Usually at this point I had given in and let the barber have his/her way. Afterward, I'd walk out looking and feeling slightly absurd, but in style. I breathed deeply several times. "No," I said, defiantly. "Cut it short."

I decided not to got into how I hated to feel my hair up there, wiggling, knowing it looked like sculpture, feeling owned by it -- as though it was something I didn't really deserve, and couldn't live up to. And then one day I remembered, like a bright light shining in a dark, cobwebby place, how it used to be. You went to a barber, and he got out the old scissors and clippers, and clipped and cut away, and you walked out of the barbershop with the sensation that something had actually been done. You could enjoy the wind around your ears. Something significant had happened; you had a fresh start in life.
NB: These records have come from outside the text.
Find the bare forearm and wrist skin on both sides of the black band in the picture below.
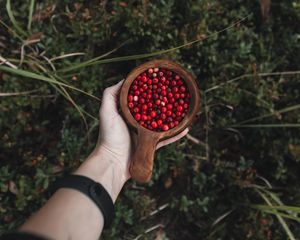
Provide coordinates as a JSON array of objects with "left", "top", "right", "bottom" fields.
[{"left": 20, "top": 151, "right": 127, "bottom": 239}]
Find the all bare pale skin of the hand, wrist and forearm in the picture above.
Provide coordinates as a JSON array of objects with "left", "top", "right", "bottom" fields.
[{"left": 19, "top": 81, "right": 188, "bottom": 240}]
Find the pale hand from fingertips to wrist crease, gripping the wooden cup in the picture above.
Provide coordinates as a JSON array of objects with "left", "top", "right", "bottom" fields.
[{"left": 97, "top": 81, "right": 188, "bottom": 179}]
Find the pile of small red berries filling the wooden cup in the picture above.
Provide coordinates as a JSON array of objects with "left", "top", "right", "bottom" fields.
[{"left": 128, "top": 68, "right": 191, "bottom": 131}]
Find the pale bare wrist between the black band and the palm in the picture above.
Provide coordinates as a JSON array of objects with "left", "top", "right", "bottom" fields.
[{"left": 75, "top": 149, "right": 127, "bottom": 202}]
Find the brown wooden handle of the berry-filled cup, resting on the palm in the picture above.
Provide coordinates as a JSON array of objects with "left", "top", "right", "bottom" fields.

The barber set down her implements on the operating table and, after another futile attempt to get me to come to my senses, raised my chair to the sitting position. She studied me grimly, her hand on the point of her chin. "Hmmmmmmmmmmmmmm," she said. She went into consultation with the other barbers in the clinic. The barbers, with trembling countenances, talked for several minutes, their voices ofter squealing in dismay. Clients, waiting impatiently in various stages of completion, eyed me severely. Having reached a decision on the matter, my barber dragged herself to the receptionist and talked with her in low, serious tones. The receptionist turned and looked at me and shook her head sideways, slowly. I think she had tears in her eyes. The receptionist gave my barber some important-looking papers, and my barber brought them to me.
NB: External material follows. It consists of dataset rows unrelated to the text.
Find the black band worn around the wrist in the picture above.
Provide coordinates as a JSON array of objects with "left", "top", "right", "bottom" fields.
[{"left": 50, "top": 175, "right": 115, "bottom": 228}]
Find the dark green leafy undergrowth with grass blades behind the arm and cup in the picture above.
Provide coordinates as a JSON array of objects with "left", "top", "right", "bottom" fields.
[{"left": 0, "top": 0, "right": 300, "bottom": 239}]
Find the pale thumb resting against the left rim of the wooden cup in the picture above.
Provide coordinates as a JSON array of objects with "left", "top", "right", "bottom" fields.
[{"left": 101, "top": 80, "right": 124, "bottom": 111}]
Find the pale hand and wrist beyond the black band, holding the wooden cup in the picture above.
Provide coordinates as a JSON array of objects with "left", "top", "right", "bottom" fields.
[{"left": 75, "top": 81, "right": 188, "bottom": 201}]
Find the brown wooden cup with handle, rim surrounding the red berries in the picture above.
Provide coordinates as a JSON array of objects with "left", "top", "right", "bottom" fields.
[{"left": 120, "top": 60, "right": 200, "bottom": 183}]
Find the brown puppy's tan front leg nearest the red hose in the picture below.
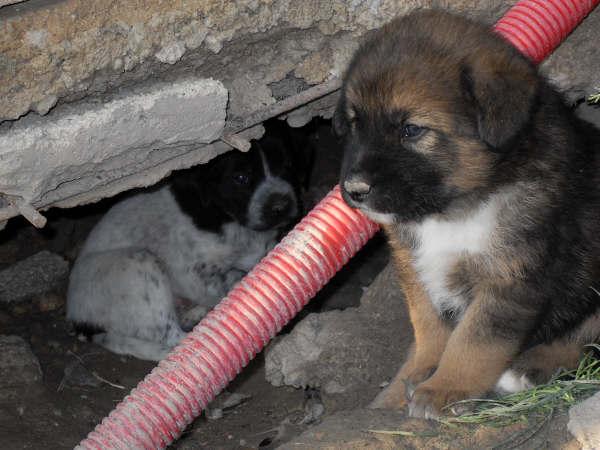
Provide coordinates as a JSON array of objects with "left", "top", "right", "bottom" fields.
[{"left": 369, "top": 240, "right": 450, "bottom": 409}]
"If you insist on going through with this madness," my barber said, solemnly, "we here at 'Eight Happy Barbers' need to be legally protected. We will need some information, in case there are . . ." (she paused and looked away briefly) ". . . complications."

I was given a lap-desk to write on, and then the papers were placed before me on the desk and I was given a pen. Panic almost set in and I nearly jumped out of the chair and ran out the door with the tissue paper around my neck and the apron hanging down to my ankles. The notion passed. What good would it do? The next barber, or the next, would do the same. And so I began to answer the questions: "Name the next of kin. Mother's maiden name. How long have you lived at your address" In case of hair-catastrophe, whom shall we notify? How long has it been since your last hairstyle?" And then the final question, or request: "Please state, in 500 words or less, why you do not want your hair styled, and sign your full name after it." I did so. The papers were snatched away and locked in a vault.

With mixed emotions I felt the hair fall from my head as the electric clippers moved coldly over my scalp. Eventually the barber finished, and there was an oppressive silence in the room. All the barbers and patients were looking at me, some merely open-mouthed, some weeping unashamedly. I got up from my chair, paid a smaller bill than I had been used to, and walked out into the world with a cool head, ready to begin in a new life.